One such player is 23-year-old hurler Jon Perrin. The big righty was a 27th-round draft pick in 2015 by the Brewers, selected 811th overall after completing his senior season of an up-and-down career at Oklahoma State that saw him post a 3.18 ERA and 200 strikeouts in 240.0 innings pitched. Normally a late-round pick, especially one who was drafted as a college senior, wouldn’t be worth following all that closely. However Perrin’s body of work since signing with Milwaukee has made him nearly impossible to ignore.
After a brief debut at rookie-level Helena in 2015, Perrin was promoted to low-A Wisconsin. His run-prevention numbers in Appleton weren’t especially noteworthy as he wound up logging a 4.31 ERA in in 39.2 innings pitched. He was hurt by a .347 BABIP against, however, and his FIP of 2.54 was much more impressive. Perhaps most exciting of all was the fact that he posted a 34:4 K/BB ratio while allowing just one home run with a 47 percent ground ball rate.
Perrin began the 2016 season once again with the Timber Rattlers and was simply dominant from the get-go. Showcasing outstanding control, Perrin allowed just a 2.50 ERA in his first six starts covering an even 36.0 innings pitched. Perrin struck out 47 of the 140 batters that he faced (33.5 percent), including starts with 10 and 14 Ks. Perhaps even more incredibly, Perrin walked only one (!) opposing hitter and it wasn’t until his sixth and final start with the Timber Rattlers. He allowed just one home run while holding hitters to 48 percent ground ball rate, allowing him to work to an incredible 1.33 FIP.
Perrin received a well-deserved promotion to high-A Brevard County on May 10th, and he’s currently a member of the Manatees starting rotation. His first start was another terrific one that saw him allow just one earned run across six innings while striking out four and walking one. His latest start with Brevard County was his first bit of blemish on the year, however, and he struggled with his command while allowing four runs and walking four batters in four innings.

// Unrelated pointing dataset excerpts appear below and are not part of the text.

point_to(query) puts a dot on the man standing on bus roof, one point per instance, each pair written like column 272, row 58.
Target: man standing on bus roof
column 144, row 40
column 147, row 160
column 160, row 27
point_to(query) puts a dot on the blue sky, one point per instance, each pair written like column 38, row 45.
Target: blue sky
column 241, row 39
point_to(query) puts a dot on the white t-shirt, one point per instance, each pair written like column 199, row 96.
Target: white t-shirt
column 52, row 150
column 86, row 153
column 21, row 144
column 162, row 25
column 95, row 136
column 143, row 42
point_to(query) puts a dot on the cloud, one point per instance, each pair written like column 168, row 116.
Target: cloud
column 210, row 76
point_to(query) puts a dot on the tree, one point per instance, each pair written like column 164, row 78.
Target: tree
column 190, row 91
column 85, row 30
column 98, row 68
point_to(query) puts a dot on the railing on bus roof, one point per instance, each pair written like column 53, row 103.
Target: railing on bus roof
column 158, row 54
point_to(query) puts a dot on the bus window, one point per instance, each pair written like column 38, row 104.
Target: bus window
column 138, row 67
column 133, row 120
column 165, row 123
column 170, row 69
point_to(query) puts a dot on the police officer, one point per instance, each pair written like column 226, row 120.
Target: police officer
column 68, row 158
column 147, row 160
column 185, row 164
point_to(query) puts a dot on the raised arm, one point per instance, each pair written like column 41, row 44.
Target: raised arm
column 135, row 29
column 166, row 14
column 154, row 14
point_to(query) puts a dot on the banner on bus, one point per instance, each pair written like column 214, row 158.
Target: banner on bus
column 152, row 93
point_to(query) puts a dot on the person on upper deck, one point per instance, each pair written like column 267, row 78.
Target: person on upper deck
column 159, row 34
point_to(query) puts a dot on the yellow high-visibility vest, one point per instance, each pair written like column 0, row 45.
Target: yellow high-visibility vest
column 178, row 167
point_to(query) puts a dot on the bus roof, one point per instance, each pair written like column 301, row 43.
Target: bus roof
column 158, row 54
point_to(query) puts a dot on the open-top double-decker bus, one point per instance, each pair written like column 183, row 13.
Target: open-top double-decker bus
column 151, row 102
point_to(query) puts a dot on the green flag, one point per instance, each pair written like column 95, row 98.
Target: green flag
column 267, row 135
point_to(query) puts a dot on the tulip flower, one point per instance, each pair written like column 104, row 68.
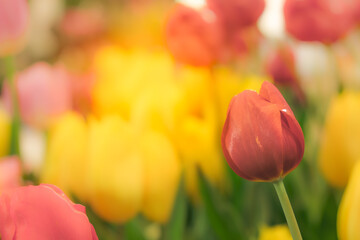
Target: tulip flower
column 80, row 24
column 339, row 147
column 44, row 94
column 116, row 170
column 65, row 161
column 279, row 232
column 348, row 218
column 194, row 36
column 280, row 64
column 261, row 139
column 14, row 20
column 161, row 175
column 42, row 212
column 237, row 13
column 317, row 20
column 10, row 173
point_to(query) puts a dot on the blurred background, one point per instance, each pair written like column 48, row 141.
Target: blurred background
column 121, row 104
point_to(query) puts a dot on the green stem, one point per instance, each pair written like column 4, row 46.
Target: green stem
column 288, row 211
column 16, row 122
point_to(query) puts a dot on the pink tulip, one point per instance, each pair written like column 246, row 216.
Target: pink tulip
column 261, row 138
column 10, row 173
column 42, row 212
column 80, row 24
column 13, row 25
column 280, row 65
column 318, row 20
column 194, row 36
column 236, row 14
column 44, row 93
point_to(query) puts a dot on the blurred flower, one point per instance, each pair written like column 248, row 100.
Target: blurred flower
column 261, row 139
column 161, row 175
column 339, row 147
column 194, row 36
column 82, row 87
column 66, row 158
column 280, row 64
column 45, row 15
column 14, row 19
column 236, row 14
column 42, row 212
column 122, row 75
column 279, row 232
column 349, row 210
column 80, row 24
column 4, row 133
column 196, row 132
column 10, row 173
column 177, row 102
column 317, row 20
column 116, row 169
column 44, row 94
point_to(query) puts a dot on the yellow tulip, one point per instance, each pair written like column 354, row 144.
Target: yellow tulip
column 116, row 169
column 122, row 76
column 66, row 159
column 196, row 135
column 161, row 176
column 4, row 133
column 340, row 145
column 279, row 232
column 348, row 219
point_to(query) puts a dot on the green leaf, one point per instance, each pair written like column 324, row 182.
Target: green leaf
column 175, row 228
column 223, row 217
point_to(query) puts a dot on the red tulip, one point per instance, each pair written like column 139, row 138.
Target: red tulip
column 237, row 14
column 261, row 139
column 317, row 20
column 194, row 36
column 13, row 24
column 42, row 212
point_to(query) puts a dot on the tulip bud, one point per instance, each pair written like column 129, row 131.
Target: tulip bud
column 42, row 212
column 280, row 64
column 116, row 173
column 261, row 139
column 13, row 24
column 194, row 36
column 237, row 13
column 317, row 20
column 348, row 219
column 44, row 94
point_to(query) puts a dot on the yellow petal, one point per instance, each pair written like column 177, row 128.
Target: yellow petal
column 66, row 162
column 161, row 176
column 349, row 210
column 340, row 145
column 115, row 169
column 4, row 133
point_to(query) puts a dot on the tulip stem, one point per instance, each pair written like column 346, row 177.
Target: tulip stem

Perrin is an imposing figure on the mound, standing at 6’5″ and tipping the scales at around 220 lbs. He throws a from a three-quarters arm slot with a fastball that sits in the low-90s and features plenty of movement. Video snippets posted by the Brewers Prospects Twitter give fans an early glimpse:
— Brewers Prospects (@BrewerProspect) May 2, 2016
He complements his fastball with a slider that gets sharp downward movement and breaks away from righties as well as a changeup. He has gotten plenty of swings-and-misses on the slider and can spot the changeup for strikes.
— Brewers Prospects (@BrewerProspect) May 7, 2016
It’s important to keep in mind that at 23 years old, Perrin was a good year older than his average opponent while pitching in the Midwest League. A good bit of his domination is likely due to using his advanced command to take advantage of young hitters that are still learning the strike zone. Obviously one cannot totally ignore a 47:1 K/BB ratio, but it’ll be interesting to see how he responds to more age-appropriate competition in the Florida State League.

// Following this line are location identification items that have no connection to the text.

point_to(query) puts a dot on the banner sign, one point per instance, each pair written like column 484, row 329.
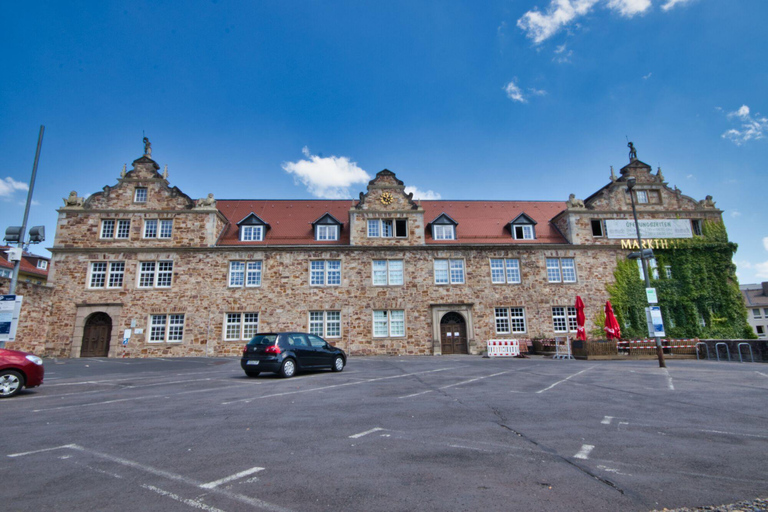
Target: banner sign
column 649, row 228
column 10, row 308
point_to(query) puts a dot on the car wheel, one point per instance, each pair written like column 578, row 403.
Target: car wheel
column 11, row 383
column 288, row 369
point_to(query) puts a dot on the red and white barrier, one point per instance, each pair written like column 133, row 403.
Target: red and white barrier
column 501, row 348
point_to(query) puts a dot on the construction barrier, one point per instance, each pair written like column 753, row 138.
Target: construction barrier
column 501, row 348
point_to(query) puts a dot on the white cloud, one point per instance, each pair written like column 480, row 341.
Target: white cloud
column 514, row 93
column 672, row 3
column 752, row 126
column 8, row 186
column 326, row 177
column 428, row 195
column 629, row 8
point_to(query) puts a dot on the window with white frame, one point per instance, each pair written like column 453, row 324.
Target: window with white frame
column 326, row 324
column 564, row 318
column 140, row 196
column 325, row 272
column 240, row 326
column 389, row 323
column 158, row 228
column 245, row 273
column 115, row 228
column 510, row 320
column 387, row 228
column 326, row 232
column 107, row 274
column 251, row 233
column 387, row 272
column 505, row 271
column 449, row 271
column 166, row 328
column 561, row 270
column 155, row 274
column 443, row 232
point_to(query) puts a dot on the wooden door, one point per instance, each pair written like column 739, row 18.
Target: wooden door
column 96, row 334
column 453, row 334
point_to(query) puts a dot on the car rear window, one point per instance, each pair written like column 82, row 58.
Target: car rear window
column 262, row 339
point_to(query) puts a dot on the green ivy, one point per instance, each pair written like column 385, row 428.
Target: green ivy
column 701, row 299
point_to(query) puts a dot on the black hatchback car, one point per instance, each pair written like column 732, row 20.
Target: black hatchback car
column 286, row 352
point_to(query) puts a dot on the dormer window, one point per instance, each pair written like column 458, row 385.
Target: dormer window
column 443, row 228
column 327, row 228
column 252, row 228
column 523, row 228
column 140, row 195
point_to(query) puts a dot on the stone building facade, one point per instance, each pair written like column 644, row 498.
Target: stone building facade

Expectations for Perrin’s future should therefore be tempered at this point. He’s more of a back-end starter/organizational depth type player, but for a player who was selected in the 27th round of the draft that would still be excellent value to be realized. Of course, that’s if Perrin even plans to continue his baseball career much longer.
Jon graduated OK State with a bachelor’s degree in history and spoke recently with David Laurila of Fangraphs about his future aspirations. Perrin took the LSAT over the offseason and in his Twitter bio, he describes himself as a “Current Milwaukee Brewers farmhand. Future Lawyer.” The Olathe, Kansas native told Laurila:
“I don’t think it’s going to happen, but if I get into Harvard, I’m probably going to be out of here. I love the game, but I think I can do more good in this world with a degree from Harvard Law School than I ever could playing baseball.”
I’m sure that while the Brewers would no doubt support Perrin if his law-school dreams are realized, they are selfishly hoping that his baseball career will continue and eventually bring him to the mound at Miller Park.